Sumatriptan prevents central sensitization specifically in the trigeminal dermatome in humans

Abstract

The exact mechanism and site of action of triptans in aborting migraine attacks remain under debate. We hypothesized that the clinical efficacy of triptans lies in aborting central sensitization and focused on the question of why triptans are headache specific, that is highly effective in migraine and cluster headache and ineffective in extracephalic pain. Forty healthy participants were enrolled in this double-blinded, randomized, placebo-controlled study.
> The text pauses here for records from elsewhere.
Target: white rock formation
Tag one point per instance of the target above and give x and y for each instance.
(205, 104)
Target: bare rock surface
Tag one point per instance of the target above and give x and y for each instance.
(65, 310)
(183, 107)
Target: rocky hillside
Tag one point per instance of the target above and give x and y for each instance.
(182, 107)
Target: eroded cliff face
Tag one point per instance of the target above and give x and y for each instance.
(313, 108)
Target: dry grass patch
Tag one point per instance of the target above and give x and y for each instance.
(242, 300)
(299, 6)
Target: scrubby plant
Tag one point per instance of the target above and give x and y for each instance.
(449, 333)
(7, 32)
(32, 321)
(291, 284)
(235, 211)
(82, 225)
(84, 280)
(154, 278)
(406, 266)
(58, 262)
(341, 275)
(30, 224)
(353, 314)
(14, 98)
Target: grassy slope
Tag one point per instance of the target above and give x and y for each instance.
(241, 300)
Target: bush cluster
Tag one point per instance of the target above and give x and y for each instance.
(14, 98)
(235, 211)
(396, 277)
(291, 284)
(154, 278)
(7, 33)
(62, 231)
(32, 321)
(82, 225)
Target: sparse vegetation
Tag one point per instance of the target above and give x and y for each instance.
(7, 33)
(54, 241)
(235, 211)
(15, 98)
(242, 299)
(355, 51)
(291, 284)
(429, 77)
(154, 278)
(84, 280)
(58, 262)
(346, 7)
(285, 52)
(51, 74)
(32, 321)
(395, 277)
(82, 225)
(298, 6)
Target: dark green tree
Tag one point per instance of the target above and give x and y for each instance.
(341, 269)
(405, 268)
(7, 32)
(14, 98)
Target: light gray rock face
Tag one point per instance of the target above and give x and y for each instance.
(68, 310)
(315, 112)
The effect of sumatriptan (n=20) versus placebo (n=20) was investigated in a trigeminal (V1) versus an extracephalic dermatome (forearm) using a topical capsaicin sensitization model. Capsaicin-induced primary and secondary hyperalgesia were evaluated using quantitative sensory testing. After capsaicin application, primary hyperalgesia developed in both the sumatriptan and placebo groups in both dermatomes. However, sumatriptan exclusively prevented secondary hyperalgesia in the V1 dermatome but not on the forearm. Placebo exerted no effects on secondary hyperalgesia in both trigeminal and extracephalic dermatomes. Additionally, sumatriptan reduced the flare size exclusively in the V1 dermatome. Our data suggest that sumatriptan reduces central sensitization (secondary hyperalgesia) without modulating peripheral sensitization (primary hyperalgesia) in a human pain model of capsaicin-induced sensitization. Moreover, despite a systemic administration of sumatriptan, the modulatory effects are trigeminal specific, echoing the clinical effect of triptans in aborting headaches, but not extracephalic pain. Our data suggest that triptans exert their efficacy by suppressing central sensitization. By revealing a dermatome-specific modulation, our study demonstrates a previously unrecognized interaction between the pharmacodynamics of triptans and the trigeminal nociceptive system that provides new insight into how triptans may work in aborting headache attacks.